Wow that was awesome! How do you make it a reality?

You write a charter that embodies this sentiment: The Creative Services Department is responsible for delivering to the Company Brand. We report to the Brand, not the CEO. (I highly recommend not using those exact words, as a door may be shown to you pretty quickly! But the sentiment is right--your department needs to support the brand, not a single client's, or divisions, goals.)

A charter is a tool to support and guide our every action, thought and word. This applies to project strategy, design and implementation. You write the charter, get it blessed by management, communicate to and educate your staff of the meaning, and you're set to go. (Make sure your staff understands how to communicate the charter--it's not a way to say "no," it's a tool for educating your colleagues on why your department exists and what the company sees as the best use of the department's resources). It's a way to demonstrate to senior management that you deliver vision, pro-activity and professionalism. They're often delighted to have someone else do it, and it's better for everyone when it's you who understands most deeply what the needs are.

When writing your charter, first define where you are ("we deliver a service for our clients") and what your vision is for your group ("we are a strategic partner to our business partners"). Now you can chart out this path create a charter that evolves across time. But it requires support from above to make this evolution happen. Your charter will likely evolve over time, as you take the department from the current state to the future state.
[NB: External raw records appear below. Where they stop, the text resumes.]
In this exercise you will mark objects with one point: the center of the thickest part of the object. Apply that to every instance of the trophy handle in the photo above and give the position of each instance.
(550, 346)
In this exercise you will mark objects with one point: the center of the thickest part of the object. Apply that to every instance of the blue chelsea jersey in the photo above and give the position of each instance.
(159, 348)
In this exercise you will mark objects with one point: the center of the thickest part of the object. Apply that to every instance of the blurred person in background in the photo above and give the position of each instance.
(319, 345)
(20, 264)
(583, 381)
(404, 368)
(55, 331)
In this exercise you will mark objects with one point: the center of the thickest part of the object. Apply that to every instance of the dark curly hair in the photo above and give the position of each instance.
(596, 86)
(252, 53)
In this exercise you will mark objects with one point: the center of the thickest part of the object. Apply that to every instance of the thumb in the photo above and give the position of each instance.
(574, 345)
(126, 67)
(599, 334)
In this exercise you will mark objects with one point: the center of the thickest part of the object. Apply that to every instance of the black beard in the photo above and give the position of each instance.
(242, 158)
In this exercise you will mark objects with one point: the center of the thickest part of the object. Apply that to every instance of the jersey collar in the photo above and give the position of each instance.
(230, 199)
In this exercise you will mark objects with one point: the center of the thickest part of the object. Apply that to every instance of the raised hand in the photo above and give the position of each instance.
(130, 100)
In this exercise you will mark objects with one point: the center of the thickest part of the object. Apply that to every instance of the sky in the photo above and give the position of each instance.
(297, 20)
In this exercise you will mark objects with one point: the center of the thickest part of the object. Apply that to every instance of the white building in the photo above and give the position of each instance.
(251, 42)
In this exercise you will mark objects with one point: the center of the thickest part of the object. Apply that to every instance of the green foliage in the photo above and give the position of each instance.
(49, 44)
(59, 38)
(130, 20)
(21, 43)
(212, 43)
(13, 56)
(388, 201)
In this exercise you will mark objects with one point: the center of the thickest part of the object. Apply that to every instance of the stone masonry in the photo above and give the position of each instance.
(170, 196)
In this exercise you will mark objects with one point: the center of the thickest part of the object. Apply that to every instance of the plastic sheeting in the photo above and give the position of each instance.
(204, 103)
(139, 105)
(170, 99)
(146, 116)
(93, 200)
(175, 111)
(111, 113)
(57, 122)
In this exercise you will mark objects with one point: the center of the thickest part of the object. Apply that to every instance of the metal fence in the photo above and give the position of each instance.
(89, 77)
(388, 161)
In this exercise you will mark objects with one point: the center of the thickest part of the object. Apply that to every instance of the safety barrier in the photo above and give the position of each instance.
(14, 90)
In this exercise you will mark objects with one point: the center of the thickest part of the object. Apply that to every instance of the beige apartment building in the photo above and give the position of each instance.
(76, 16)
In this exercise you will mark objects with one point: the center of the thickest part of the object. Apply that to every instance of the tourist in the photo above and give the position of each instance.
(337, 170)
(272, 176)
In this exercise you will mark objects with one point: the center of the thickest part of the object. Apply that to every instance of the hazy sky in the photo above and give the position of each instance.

Once you have your charter in place, the fun starts to happen:

  • An upward shift in perception of yourself and your team--you're a respected equal in the eyes of senior management so everyone else needs to get onboard.
  • Clients become business partners, not clients. Partners have shared objectives and shared success.
  • A creative team that is empowered and required to think at a strategic level. An energized, excited, sales-driving force of creativity.
  • A-level candidates who understand the brand. No more "yes" people who move it along the assembly line and undermine brand integrity.
  • A shared starting point to refer to when a business partner wants to do a project you believe is in conflict with the brand.

A charter is a direct path to creative freedom within the brand and mutual respect among your colleagues and partners. Go forth and create!